It has been five years since the so-called flash crash on Wall Street raised big questions about computerized trading. What caused the flash crash has been a topic of debate ever since. U.S. officials revived the debate this week by arresting a little-known trader in London.
May 6, 2010, started out as an ordinary trading day on Wall Street. Then, at around 2:45 in the afternoon, the Dow Jones Industrial Average plunged nearly 600 points within the space of a few minutes, before correcting itself.
This week, officials blamed the episode on a little-known trader who worked from his parents’ home in London, using computer software he’d modified himself. But questions remain about who was really to blame.
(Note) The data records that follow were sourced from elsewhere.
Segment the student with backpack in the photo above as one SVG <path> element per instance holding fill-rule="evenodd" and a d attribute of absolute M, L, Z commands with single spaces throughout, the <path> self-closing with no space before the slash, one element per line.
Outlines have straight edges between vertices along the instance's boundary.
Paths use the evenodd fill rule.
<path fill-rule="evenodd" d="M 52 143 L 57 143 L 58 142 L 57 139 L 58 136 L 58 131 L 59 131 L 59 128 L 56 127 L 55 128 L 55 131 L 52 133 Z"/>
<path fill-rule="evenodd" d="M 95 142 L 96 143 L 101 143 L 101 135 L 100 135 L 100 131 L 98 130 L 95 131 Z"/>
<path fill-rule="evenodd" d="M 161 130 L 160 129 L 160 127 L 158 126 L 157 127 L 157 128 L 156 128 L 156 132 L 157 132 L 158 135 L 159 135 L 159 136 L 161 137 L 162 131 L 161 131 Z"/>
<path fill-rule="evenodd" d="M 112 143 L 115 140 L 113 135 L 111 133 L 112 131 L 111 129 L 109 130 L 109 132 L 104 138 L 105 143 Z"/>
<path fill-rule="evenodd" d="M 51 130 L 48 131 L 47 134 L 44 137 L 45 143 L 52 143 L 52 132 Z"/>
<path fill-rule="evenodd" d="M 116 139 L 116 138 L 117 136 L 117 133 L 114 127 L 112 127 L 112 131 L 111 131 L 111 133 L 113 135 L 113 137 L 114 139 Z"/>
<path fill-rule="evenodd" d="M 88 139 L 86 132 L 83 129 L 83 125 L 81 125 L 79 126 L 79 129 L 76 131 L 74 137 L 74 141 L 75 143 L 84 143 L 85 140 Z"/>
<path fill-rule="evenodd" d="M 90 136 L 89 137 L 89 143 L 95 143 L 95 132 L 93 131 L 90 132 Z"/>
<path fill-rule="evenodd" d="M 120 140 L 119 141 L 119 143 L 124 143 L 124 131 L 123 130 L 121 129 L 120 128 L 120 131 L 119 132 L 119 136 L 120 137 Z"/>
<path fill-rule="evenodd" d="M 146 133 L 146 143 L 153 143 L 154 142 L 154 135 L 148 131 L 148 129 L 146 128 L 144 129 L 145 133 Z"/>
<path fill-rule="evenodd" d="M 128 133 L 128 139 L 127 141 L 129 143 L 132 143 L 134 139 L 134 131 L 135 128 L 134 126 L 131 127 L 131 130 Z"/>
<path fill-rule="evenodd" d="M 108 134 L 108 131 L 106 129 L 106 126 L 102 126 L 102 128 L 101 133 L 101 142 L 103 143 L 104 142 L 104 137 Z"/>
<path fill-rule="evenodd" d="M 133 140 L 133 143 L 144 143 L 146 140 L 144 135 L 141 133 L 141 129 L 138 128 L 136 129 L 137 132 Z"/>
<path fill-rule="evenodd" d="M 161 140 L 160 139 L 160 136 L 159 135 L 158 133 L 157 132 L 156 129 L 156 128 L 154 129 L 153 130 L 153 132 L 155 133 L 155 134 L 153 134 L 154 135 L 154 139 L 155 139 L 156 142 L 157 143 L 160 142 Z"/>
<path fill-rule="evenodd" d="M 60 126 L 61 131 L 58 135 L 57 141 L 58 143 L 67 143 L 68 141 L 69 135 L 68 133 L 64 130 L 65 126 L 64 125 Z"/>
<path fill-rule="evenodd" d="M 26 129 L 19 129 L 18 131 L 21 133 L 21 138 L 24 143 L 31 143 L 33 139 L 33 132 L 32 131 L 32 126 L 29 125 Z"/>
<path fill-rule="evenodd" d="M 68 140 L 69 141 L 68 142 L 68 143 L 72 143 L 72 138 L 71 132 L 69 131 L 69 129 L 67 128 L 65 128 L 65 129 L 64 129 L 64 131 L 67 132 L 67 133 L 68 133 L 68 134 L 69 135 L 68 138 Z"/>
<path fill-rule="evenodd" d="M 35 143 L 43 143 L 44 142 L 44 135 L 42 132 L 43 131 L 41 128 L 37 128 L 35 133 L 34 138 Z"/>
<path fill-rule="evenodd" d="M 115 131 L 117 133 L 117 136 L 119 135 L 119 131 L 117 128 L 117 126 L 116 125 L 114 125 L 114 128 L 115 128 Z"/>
The flash crash seemed to embody everyone’s worst nightmare about the mysteries and risks of high-speed computer trading.
“This was a world-wide threat to economic well-being, and it only lasted a matter of minutes,” says Michael Greenberger, a former regulator at the Commodity Futures Trading Commission.
The arrest this week of 36-year-old Navinder Singh Sarao has only underscored how opaque the market remains. Sarao was no Wall Street titan. He was a lone trader working out of the west London neighborhood of Hounslow.
“He’s a legend in our firm, we say,” says Milto Savvidis, a trader who worked with him. “During the financial crisis, this guy, for lack of a better word, had balls. He just used to get into big positions and he saw the risks, saw the reward, and he took on the trades.”
U.S. officials say that over the years, Sarao used a technique known as spoofing to manipulate trading in the futures market. They say he was able to drive the price of futures contracts up or down by setting up a huge number of trades he never completed.
“I mean, that would look like Goldman Sachs was shorting the market, there were so many trades,” Greenberger says. “But he didn’t have to worry about putting any money up, because he had orchestrated the software so when it ever came to the point that he actually had to buy the contract that would sell the market short, he disappeared.”
Officials say once the price was where he wanted it, Sarao would trade, reaping big profits. He allegedly made $40 million over four years. Greenberger says Sarao was well-known to regulators.
“The interesting thing is, he was always in trouble with the Chicago Mercantile Exchange,” he says. “In fact, the very day of the crash, he received a letter from the exchange complaining about his activities.”
But it took officials five years to publicly tie Sarao to the crash, and they only did so after getting tipped off by a whistleblower, says Eric Hunsader, who has spent years studying the flash crash. Hunsader is founder of Nanex, market data and analytics firm based in Winnetka, Ill.
“I’m just shocked that the CFTC, when they were analyzing this data, never saw this,” he says. “We saw it within — I think it was one of the first things we noticed when we started analyzing it back in the summer of 2010.”
Instead, a Congressional report attributed the crash to computer trading by a large mutual fund company, later identified as Waddell and Reed. But that claim was always controversial.
Hunsader says it’s unlikely that Sarao was responsible for the crash all by himself. For one thing, on the afternoon of May 6, he shut down his software program 2 1/2 minutes before the crash began — an eternity in high-speed trading.
“I’ll just use an analogy of a forest fire,” says Hunsader. “He was the one who brought the kindling, the wood, if you will. We still need the gasoline and we still need the match.”
U.S. officials want to extradite Sarao, which could take a long time. Even if he can block the request, his troubles aren’t over. Sarao is also known to have traded on a German exchange, and European regulators are also said to be looking into his activities.